The remanent polarisation decreases if the long-range correlation of B-site displacements in the ABO3 perovskite crystal is disrupted, for example by B-site doping. This, however, induces also a decrease in Pmax.


CITRES Goal 1:

In the CITRES project, we will design a lead-free ABO3 perovskite composition that enables minimising the remanent polarisation while at the same time maintaining high Pmax. This will be done by combined A- and B-site doping of BaTiO3 to finely tune polar order at the B-site and decouple the polar response of A- and B- sublattices. This way, we aim to maintain high dielectric permittivity even when the B-site polar correlation is disrupted.


The applied electric field can be maximised by enhancing the dielectric breakdown strength and reducing leakage currents.

CITRES Goal 2:

In the CITRES project, we will produce relaxor-based capacitors using thin film technology. Since thin films have high density and less defects compared to ceramics, the dielectric breakdown strength will be enhanced. Furthermore, we will design a multilayer structure at the interface between electrode and dielectric and choose the right electrodes and buffer layers to minimise leakage currents.


CITRES Goals 1 and 2 will be reached by:

  • Using thin film technology to deposit dielectric layers and buffer layers to produce single- and multilayer capacitors.
  • Studying the polar order in relaxors over several length scales (atomic-nano-micro) to determine the influence of dopants on the remanent polarisation and permittivity in capacitors – aiming to high recoverable energy density.
  • Studying the electrode/dielectric interface structure and linking it with electric conductivity and leakage currents.

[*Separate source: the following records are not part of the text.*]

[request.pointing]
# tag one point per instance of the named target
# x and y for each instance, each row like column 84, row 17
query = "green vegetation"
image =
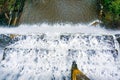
column 111, row 10
column 10, row 11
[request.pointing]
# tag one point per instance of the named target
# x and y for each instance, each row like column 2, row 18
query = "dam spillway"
column 49, row 57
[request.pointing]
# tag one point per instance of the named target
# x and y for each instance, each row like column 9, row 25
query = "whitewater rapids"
column 46, row 52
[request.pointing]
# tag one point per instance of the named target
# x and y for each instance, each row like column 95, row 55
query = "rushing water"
column 46, row 52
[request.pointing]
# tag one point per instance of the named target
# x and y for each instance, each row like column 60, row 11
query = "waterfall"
column 44, row 52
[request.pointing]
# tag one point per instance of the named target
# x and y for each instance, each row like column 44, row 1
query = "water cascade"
column 49, row 56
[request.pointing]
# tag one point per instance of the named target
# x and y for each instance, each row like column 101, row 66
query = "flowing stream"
column 46, row 52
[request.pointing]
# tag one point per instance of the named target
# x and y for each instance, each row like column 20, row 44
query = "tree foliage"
column 112, row 12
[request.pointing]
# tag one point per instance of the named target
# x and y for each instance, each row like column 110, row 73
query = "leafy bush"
column 112, row 13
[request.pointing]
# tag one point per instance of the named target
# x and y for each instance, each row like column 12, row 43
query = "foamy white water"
column 57, row 28
column 44, row 52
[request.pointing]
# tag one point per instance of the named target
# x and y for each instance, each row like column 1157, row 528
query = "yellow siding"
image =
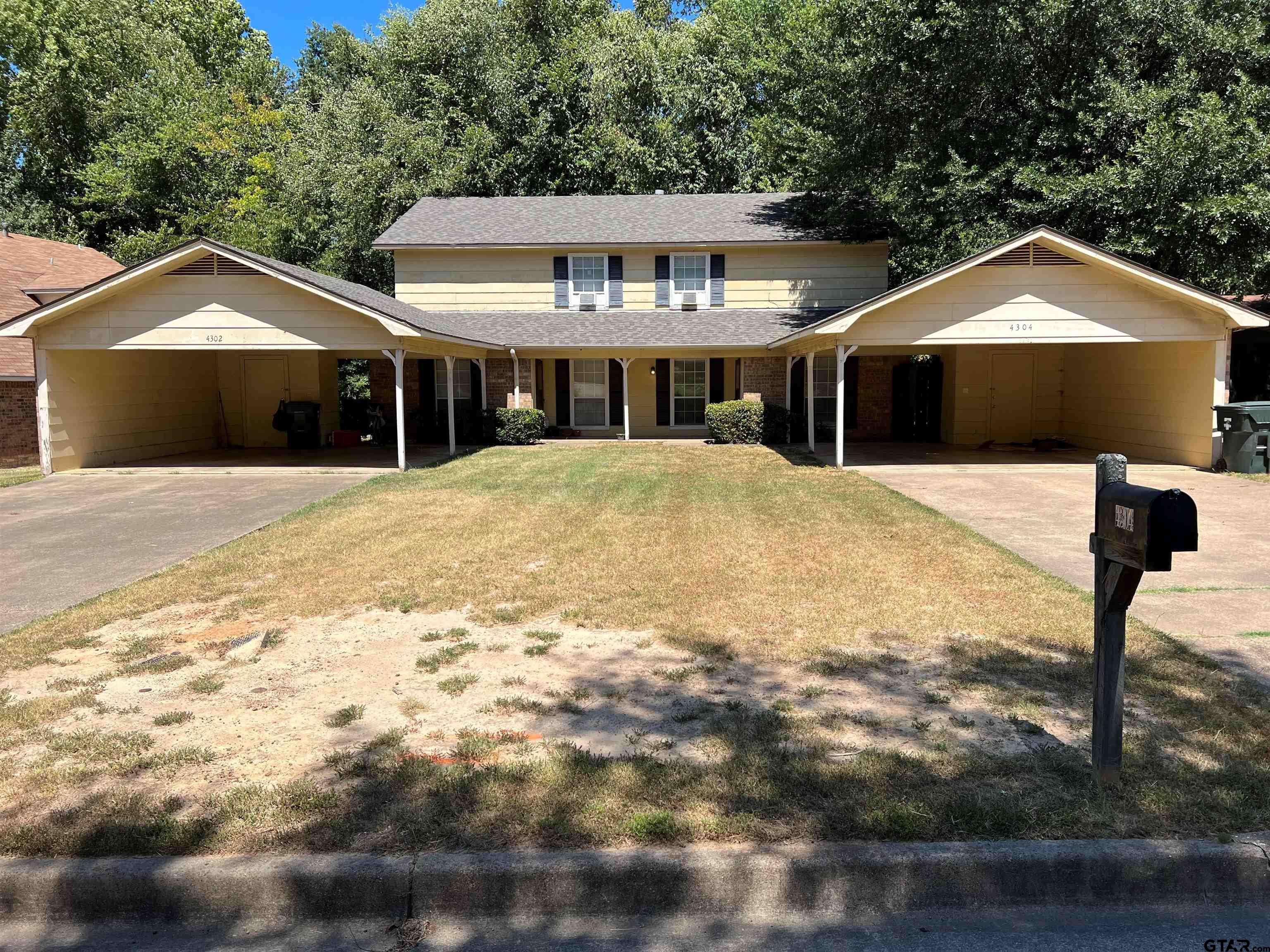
column 196, row 312
column 971, row 375
column 1147, row 400
column 521, row 280
column 108, row 408
column 1033, row 305
column 312, row 376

We will use a combination of several methodologies to perform these studies, in particular:

  • Thin film processing (sol-gel)
  • Macroscopic dielectric/ferroelectric measurements
  • Drift-free scanning transmission electron microscopy (STEM)
  • Stroboscopic Raman spectroscopy
  • Conductive- and Kelvin Probe Force Microscopy
  • Atomistic modelling
  • Data driven materials design

All these methodologies will be combined in a package specific to CITRES, providing mutual feedback towards the goal of designing relaxor compositions and capacitor systems with high recoverable energy density.

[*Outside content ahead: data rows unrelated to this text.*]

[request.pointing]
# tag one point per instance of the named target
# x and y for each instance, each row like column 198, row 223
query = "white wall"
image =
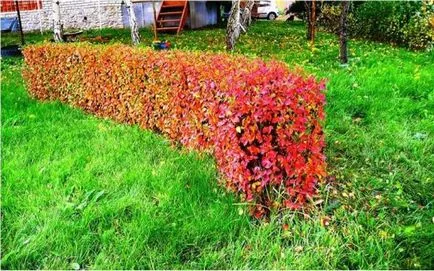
column 80, row 14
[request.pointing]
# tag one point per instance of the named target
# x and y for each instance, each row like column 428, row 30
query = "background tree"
column 246, row 17
column 57, row 24
column 310, row 7
column 233, row 27
column 135, row 36
column 343, row 35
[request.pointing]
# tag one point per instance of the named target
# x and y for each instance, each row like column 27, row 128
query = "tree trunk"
column 343, row 35
column 135, row 36
column 308, row 21
column 310, row 7
column 313, row 21
column 246, row 17
column 57, row 24
column 233, row 27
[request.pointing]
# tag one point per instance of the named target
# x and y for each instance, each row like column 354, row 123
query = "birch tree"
column 233, row 27
column 135, row 36
column 311, row 20
column 343, row 35
column 57, row 24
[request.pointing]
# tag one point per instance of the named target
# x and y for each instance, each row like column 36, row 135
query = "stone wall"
column 78, row 14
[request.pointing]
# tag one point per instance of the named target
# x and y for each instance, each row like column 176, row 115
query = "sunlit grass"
column 78, row 191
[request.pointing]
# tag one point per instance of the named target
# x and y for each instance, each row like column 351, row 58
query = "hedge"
column 261, row 121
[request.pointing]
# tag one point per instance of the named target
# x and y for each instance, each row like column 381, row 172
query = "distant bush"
column 261, row 121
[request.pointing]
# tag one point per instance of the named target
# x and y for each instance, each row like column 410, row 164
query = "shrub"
column 261, row 121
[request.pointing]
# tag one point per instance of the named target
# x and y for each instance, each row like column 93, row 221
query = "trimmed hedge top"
column 261, row 121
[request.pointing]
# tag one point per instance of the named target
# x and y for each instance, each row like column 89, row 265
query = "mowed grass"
column 83, row 192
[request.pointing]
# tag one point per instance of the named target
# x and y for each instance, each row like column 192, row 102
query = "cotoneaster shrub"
column 261, row 121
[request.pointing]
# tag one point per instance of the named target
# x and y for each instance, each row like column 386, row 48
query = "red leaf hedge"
column 261, row 121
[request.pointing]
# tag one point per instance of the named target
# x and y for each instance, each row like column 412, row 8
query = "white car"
column 265, row 10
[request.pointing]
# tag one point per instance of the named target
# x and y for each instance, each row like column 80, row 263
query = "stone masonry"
column 75, row 14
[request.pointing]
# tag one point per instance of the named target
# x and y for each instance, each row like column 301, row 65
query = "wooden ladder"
column 172, row 16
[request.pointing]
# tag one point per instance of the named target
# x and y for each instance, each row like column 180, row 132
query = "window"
column 9, row 5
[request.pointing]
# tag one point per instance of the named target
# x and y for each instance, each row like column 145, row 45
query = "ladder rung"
column 171, row 13
column 169, row 20
column 168, row 28
column 172, row 6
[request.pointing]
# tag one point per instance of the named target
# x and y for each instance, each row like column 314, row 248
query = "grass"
column 83, row 192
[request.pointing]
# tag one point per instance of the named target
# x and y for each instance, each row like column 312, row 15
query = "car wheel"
column 272, row 16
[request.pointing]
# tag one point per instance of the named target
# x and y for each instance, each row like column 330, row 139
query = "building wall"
column 80, row 14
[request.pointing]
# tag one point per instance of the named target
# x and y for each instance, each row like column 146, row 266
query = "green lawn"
column 83, row 192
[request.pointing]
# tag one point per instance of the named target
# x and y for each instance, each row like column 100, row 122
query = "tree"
column 343, row 35
column 135, row 36
column 233, row 27
column 311, row 20
column 57, row 24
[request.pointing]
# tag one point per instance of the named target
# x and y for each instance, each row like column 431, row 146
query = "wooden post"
column 57, row 24
column 19, row 21
column 135, row 36
column 343, row 35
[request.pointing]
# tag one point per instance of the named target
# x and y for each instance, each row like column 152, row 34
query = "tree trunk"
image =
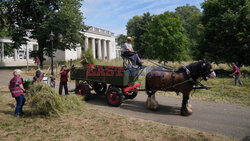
column 40, row 52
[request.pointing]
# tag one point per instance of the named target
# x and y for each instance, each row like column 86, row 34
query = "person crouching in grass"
column 17, row 91
column 64, row 79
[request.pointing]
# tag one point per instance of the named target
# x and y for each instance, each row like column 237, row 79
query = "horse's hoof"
column 186, row 112
column 189, row 106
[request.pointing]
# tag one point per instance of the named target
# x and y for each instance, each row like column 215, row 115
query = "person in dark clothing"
column 38, row 76
column 236, row 75
column 64, row 80
column 129, row 53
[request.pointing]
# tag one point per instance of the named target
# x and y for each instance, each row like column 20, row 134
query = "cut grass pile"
column 89, row 124
column 46, row 101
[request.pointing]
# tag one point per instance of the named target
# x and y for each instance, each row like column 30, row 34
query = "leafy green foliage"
column 136, row 27
column 227, row 26
column 165, row 39
column 37, row 18
column 191, row 18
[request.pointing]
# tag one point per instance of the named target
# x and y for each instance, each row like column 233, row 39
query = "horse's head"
column 207, row 70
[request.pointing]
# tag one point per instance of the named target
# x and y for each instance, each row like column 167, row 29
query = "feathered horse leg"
column 151, row 102
column 186, row 108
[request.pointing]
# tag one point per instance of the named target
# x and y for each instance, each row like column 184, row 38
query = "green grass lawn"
column 223, row 89
column 88, row 124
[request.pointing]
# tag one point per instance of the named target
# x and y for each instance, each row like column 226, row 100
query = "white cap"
column 17, row 72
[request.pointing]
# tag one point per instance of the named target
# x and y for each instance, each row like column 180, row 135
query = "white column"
column 99, row 49
column 104, row 49
column 108, row 50
column 15, row 54
column 2, row 52
column 86, row 43
column 27, row 52
column 93, row 47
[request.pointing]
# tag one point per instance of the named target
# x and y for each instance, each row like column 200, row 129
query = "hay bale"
column 46, row 101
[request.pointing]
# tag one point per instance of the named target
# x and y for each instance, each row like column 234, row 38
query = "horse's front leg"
column 186, row 110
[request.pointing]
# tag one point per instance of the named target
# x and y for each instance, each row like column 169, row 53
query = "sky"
column 113, row 15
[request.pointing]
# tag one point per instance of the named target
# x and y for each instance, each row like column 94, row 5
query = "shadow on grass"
column 135, row 106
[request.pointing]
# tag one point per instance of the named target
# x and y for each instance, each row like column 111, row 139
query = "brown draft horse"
column 181, row 80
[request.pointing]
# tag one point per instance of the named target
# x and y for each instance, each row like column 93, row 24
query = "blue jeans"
column 20, row 100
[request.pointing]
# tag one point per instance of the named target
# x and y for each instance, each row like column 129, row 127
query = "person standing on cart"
column 17, row 91
column 64, row 80
column 38, row 76
column 128, row 52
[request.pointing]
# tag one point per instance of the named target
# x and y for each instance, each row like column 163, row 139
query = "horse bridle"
column 207, row 72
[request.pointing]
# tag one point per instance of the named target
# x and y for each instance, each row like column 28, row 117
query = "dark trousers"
column 135, row 59
column 65, row 85
column 20, row 100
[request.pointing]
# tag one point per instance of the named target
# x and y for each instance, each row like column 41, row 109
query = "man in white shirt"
column 129, row 53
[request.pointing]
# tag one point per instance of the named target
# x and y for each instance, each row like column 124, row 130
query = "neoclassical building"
column 101, row 42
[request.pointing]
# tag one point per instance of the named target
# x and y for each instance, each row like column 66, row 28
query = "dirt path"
column 226, row 119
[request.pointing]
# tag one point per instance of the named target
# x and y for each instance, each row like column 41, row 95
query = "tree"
column 136, row 27
column 165, row 39
column 4, row 26
column 191, row 18
column 37, row 18
column 226, row 24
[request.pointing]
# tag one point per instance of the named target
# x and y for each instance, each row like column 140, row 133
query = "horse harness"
column 189, row 79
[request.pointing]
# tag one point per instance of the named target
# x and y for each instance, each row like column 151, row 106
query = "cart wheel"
column 130, row 95
column 83, row 90
column 114, row 97
column 100, row 88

Sol-gel synthesis and thin film deposition

One of the goals of CITRES project is to enhance the dielectric breakdown strength to maximise the applicable electric field on ceramic dielectric capacitors. To reach it, it is of fundamental importance to limit the presence of defects and porosity, achieving a thin, dense material. Thin films are the best candidates for multilayer capacitors and one processing technique that has attracted a lot of interest due to the easiness and low cost, is the chemical solution deposition (CSD) coupled with spin-coating.

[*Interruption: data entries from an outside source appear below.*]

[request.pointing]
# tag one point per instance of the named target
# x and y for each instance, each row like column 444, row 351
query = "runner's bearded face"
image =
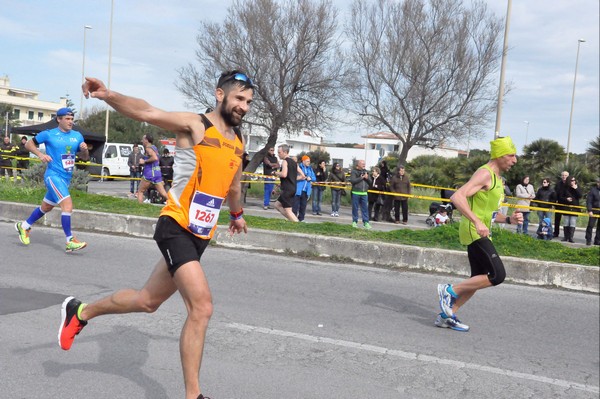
column 236, row 104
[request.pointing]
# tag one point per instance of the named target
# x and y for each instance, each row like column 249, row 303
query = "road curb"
column 522, row 271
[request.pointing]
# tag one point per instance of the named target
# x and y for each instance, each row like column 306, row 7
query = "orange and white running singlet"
column 202, row 176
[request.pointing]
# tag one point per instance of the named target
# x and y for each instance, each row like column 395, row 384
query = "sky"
column 42, row 42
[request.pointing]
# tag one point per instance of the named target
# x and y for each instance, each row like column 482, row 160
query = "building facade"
column 28, row 109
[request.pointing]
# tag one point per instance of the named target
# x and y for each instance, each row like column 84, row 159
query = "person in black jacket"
column 570, row 195
column 375, row 199
column 7, row 151
column 593, row 208
column 546, row 194
column 22, row 154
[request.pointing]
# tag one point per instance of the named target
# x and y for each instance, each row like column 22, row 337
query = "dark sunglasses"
column 240, row 77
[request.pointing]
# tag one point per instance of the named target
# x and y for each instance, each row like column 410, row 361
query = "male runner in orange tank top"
column 206, row 173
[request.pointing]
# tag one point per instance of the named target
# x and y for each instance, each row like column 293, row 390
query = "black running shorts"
column 177, row 245
column 287, row 198
column 485, row 260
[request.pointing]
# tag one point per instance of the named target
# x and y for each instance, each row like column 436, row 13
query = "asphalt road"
column 284, row 328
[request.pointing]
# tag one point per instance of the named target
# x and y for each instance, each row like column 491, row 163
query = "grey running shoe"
column 450, row 322
column 446, row 300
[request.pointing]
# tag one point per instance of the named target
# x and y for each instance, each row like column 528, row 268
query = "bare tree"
column 288, row 48
column 424, row 68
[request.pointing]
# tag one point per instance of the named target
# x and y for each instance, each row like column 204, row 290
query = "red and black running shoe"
column 70, row 325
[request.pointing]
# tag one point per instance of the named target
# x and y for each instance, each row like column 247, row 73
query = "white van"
column 114, row 159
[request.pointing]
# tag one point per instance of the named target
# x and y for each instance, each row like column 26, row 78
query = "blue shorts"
column 58, row 189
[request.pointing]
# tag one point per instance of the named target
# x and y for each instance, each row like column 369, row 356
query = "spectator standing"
column 7, row 151
column 385, row 171
column 360, row 179
column 546, row 194
column 321, row 178
column 288, row 176
column 338, row 179
column 270, row 165
column 135, row 169
column 572, row 196
column 388, row 200
column 151, row 175
column 400, row 183
column 306, row 176
column 544, row 231
column 245, row 162
column 593, row 201
column 166, row 168
column 375, row 199
column 561, row 185
column 525, row 193
column 22, row 154
column 441, row 217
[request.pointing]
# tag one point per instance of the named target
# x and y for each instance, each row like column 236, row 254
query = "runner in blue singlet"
column 62, row 143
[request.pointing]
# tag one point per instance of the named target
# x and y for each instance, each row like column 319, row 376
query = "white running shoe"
column 446, row 300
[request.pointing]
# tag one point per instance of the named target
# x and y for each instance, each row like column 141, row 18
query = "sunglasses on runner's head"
column 240, row 77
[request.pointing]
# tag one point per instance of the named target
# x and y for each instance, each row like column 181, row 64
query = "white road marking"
column 414, row 356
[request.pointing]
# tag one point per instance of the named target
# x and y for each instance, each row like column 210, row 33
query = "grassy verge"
column 506, row 242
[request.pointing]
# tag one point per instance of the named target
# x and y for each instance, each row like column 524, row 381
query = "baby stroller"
column 434, row 209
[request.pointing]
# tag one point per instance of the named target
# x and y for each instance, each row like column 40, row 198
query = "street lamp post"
column 579, row 41
column 112, row 7
column 85, row 28
column 502, row 68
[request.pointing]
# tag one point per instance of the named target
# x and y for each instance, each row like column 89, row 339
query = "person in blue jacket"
column 306, row 175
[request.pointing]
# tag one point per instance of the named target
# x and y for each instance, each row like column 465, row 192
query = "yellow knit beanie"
column 502, row 146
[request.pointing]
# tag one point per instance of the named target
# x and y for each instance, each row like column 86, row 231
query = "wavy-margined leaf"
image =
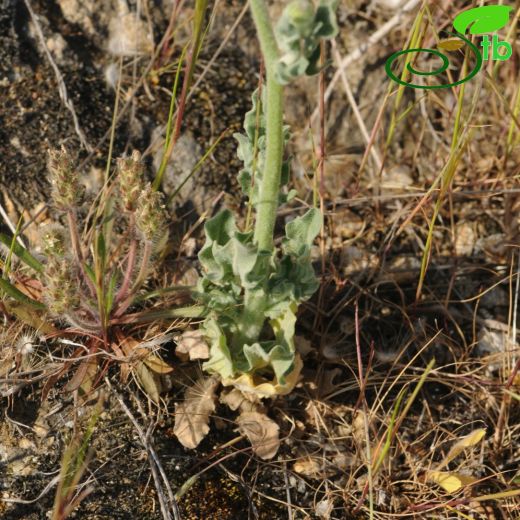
column 484, row 19
column 301, row 232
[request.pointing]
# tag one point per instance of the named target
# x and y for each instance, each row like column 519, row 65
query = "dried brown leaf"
column 262, row 433
column 192, row 415
column 191, row 346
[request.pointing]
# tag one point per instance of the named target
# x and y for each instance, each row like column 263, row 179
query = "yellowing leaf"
column 450, row 482
column 465, row 442
column 156, row 364
column 260, row 387
column 192, row 415
column 450, row 44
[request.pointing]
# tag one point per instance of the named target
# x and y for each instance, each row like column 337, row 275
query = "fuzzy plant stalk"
column 270, row 187
column 92, row 285
column 252, row 289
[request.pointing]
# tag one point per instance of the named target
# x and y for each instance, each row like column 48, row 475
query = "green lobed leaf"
column 484, row 19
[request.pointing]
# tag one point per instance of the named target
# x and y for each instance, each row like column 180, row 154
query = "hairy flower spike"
column 55, row 241
column 67, row 191
column 61, row 286
column 130, row 174
column 150, row 214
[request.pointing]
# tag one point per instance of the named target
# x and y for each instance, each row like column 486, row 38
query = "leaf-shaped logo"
column 480, row 20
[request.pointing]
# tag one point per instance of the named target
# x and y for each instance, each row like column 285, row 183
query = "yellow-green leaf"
column 450, row 481
column 465, row 442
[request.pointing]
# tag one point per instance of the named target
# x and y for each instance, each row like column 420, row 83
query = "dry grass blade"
column 193, row 414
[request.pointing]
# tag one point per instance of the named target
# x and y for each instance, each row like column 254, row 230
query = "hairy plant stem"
column 130, row 265
column 141, row 277
column 253, row 315
column 76, row 247
column 270, row 186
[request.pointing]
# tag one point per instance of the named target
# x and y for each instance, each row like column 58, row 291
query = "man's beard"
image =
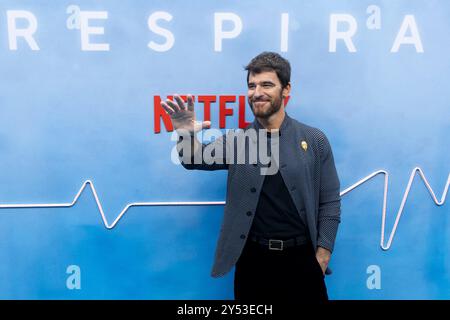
column 275, row 106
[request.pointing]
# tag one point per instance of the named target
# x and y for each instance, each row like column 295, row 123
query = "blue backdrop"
column 74, row 108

The first step in the processing of the thin films is the synthesis of the precursor solution. This is done via the sol-gel method, where metal-alkoxides are mixed according to the stoichiometry in a solvent. The solution is then deposited on wafers (for example, platinised silicon) using the spin-coating technique that ensures a high control on the thickness of each layer and a good homogeneity. The deposited films are then annealed in a furnace and the process is repeated until the desired thickness is achieved.